School of Automation, Northwestern Polytechnical University, Xi'an 710072, China.
Int J Mol Sci. 2024 Jun 25;25(13):6940. doi: 10.3390/ijms25136940.
Deep generative models are becoming a tool of choice for exploring the molecular space. One important application area of deep generative models is the reverse design of drug compounds for given attributes (solubility, ease of synthesis, etc.). Although there are many generative models, these models cannot generate specific intervals of attributes. This paper proposes a AC-ModNet model that effectively combines VAE with AC-GAN to generate molecular structures in specific attribute intervals. The AC-ModNet is trained and evaluated using the open 250K ZINC dataset. In comparison with related models, our method performs best in the FCD and Frag model evaluation indicators.
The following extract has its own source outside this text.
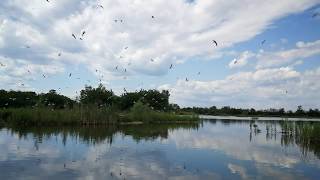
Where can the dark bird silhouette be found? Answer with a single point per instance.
(215, 42)
(100, 6)
(235, 61)
(315, 15)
Moreover, we prove the AC-ModNet created molecules have potential application value in drug design by comparing and analyzing them with medical records in the PubChem database. The results of this paper will provide a new method for machine learning drug reverse design.
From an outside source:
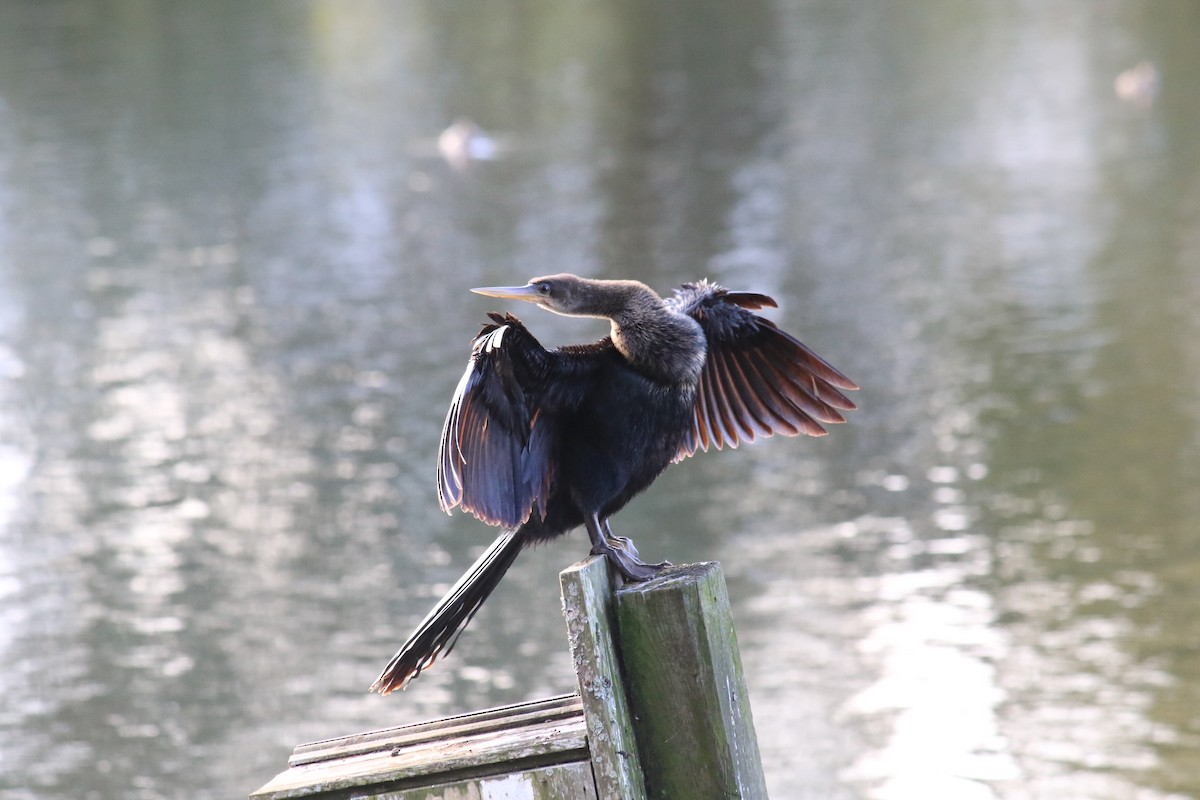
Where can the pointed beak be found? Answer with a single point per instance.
(526, 293)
深度生成模型正成为探索分子空间的首选工具之一。深度生成模型的一个重要应用领域是针对给定属性(溶解度、合成难易度等)反向设计药物化合物。虽然有许多生成模型,但这些模型无法生成特定属性区间。本文提出了一种 AC-ModNet 模型,该模型有效地将 VAE 与 AC-GAN 相结合,生成特定属性区间内的分子结构。AC-ModNet 使用开放的 250K ZINC 数据集进行训练和评估。与相关模型相比,我们的方法在 FCD 和 Frag 模型评估指标上表现最佳。此外,我们通过将生成的分子与 PubChem 数据库中的病历进行比较和分析,证明了 AC-ModNet 创造的分子在药物设计中具有潜在的应用价值。本文的研究结果将为机器学习药物反向设计提供一种新方法。